Ninguno de los dos crímenes son justificables en ningún sentido, pero claramente, no todos los asesinos son iguales. El crimen de Shepard fue premeditado; lo convencieron de subirse a un vehículo, lo llevaron al campo, lo torturaron quién sabe durante cuánto tiempo, lo dejaron a morir y luego ofrecieron excusas variadas, incluyendo que Shepard había hecho avances sexuales a uno de los asesinos (una justificación homofóbica tan común que ya tiene nombre propio). El crimen de Stachowicz fue, según todas las evidencias, la reacción espontánea y violenta de un joven con problemas psicológicos. Gutierrez diría en su juicio que el modo desdeñoso de los cuestionamientos de Stachowicz a su sexualidad le recordaba a su madre cuando lo golpeaba.
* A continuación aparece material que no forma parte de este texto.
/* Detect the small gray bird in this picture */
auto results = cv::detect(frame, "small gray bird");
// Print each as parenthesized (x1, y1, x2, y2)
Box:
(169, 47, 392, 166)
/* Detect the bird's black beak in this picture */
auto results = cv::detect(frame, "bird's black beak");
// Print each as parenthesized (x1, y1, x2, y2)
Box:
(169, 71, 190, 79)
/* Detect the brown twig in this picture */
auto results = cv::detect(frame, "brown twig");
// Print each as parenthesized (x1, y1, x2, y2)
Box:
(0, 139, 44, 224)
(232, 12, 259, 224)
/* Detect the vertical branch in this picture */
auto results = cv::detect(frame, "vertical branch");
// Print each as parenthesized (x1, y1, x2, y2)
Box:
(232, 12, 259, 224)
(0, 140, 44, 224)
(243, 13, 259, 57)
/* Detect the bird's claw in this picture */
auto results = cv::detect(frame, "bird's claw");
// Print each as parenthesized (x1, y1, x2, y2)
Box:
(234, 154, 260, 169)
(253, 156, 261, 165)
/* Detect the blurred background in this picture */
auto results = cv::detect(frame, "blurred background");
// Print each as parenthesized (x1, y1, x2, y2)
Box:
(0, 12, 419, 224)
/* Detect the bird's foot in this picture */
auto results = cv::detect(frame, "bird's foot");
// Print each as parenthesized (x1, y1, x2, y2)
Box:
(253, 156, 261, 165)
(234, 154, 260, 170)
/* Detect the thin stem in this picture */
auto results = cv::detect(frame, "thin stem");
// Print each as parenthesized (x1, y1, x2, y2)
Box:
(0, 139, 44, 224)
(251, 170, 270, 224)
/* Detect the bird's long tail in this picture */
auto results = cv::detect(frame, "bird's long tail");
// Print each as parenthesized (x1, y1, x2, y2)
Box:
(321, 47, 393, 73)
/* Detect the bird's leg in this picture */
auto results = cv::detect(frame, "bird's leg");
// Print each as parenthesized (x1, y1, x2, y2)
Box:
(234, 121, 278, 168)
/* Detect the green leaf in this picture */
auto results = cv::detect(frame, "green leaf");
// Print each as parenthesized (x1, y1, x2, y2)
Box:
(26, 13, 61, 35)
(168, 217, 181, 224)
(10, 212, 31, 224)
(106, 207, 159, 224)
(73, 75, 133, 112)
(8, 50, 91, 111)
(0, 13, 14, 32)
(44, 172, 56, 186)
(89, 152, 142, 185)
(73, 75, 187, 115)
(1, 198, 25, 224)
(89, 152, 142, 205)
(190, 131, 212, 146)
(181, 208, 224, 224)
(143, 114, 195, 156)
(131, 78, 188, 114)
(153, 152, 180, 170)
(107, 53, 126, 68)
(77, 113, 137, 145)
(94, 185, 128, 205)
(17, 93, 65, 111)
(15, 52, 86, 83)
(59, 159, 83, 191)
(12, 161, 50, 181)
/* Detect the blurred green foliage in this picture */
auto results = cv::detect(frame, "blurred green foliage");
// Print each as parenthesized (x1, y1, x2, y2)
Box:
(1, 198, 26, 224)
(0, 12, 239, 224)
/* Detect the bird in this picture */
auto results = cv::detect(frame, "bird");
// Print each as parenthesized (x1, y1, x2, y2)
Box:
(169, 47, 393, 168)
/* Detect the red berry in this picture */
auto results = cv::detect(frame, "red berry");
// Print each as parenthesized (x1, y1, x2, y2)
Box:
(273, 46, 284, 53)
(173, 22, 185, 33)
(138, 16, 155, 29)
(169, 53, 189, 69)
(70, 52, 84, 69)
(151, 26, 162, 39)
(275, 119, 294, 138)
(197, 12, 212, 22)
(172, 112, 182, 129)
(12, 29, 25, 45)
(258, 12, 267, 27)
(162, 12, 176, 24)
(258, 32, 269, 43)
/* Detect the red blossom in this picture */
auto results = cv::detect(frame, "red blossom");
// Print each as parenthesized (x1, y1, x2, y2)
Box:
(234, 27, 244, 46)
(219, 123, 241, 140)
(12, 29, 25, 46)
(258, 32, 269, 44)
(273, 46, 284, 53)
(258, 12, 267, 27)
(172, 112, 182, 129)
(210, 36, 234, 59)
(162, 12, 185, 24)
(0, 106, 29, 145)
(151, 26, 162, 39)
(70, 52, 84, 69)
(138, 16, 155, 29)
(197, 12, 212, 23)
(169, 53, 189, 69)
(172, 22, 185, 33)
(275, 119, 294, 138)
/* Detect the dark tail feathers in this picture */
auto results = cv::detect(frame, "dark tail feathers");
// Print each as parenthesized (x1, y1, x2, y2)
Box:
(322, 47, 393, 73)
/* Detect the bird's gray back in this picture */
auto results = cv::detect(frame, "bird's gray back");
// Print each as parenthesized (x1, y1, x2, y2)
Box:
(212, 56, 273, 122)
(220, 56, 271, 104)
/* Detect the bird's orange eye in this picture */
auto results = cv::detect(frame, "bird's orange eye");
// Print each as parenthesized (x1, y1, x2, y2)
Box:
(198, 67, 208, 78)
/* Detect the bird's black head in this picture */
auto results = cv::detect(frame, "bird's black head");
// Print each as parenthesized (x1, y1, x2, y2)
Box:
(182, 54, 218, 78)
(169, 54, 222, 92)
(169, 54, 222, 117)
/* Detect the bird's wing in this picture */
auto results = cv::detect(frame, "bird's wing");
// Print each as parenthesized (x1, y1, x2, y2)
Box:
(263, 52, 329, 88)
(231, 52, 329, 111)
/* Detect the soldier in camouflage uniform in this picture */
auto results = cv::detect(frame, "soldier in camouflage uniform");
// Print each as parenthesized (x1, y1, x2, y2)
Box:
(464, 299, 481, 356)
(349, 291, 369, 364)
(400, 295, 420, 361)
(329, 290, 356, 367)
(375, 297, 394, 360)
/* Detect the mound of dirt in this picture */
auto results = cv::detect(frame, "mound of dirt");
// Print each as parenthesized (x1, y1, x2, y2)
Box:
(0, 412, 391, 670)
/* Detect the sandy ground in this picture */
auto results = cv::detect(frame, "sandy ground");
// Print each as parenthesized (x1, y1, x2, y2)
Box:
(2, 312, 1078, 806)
Las palabras del obispo son parte de la estrategia constante, y en ocasiones insultante, de autovictimización de la Iglesia Católica, que sus ministros practican en toda ocasión concebible, especialmente en aquellos lugares donde la Iglesia es de todo menos víctima. Stachowicz, la víctima, no hacía más que repetir —con la mejor intención, seguramente— el discurso discriminador de los jerarcas católicos, con tanta mala suerte que se topó con una persona mentalmente inestable que la golpeó, la apuñaló y finalmente la asfixió con una bolsa de plástico. Gutierrez no la mató porque fuese católica, ni siquiera porque fuese homofóbica, sino porque lo enfureció. No la torturó antes de matarla, ni le exigió nada antes de hacerlo. Tampoco planeó el asesinato. Sólo quiso borrarla, suprimirla de su vista.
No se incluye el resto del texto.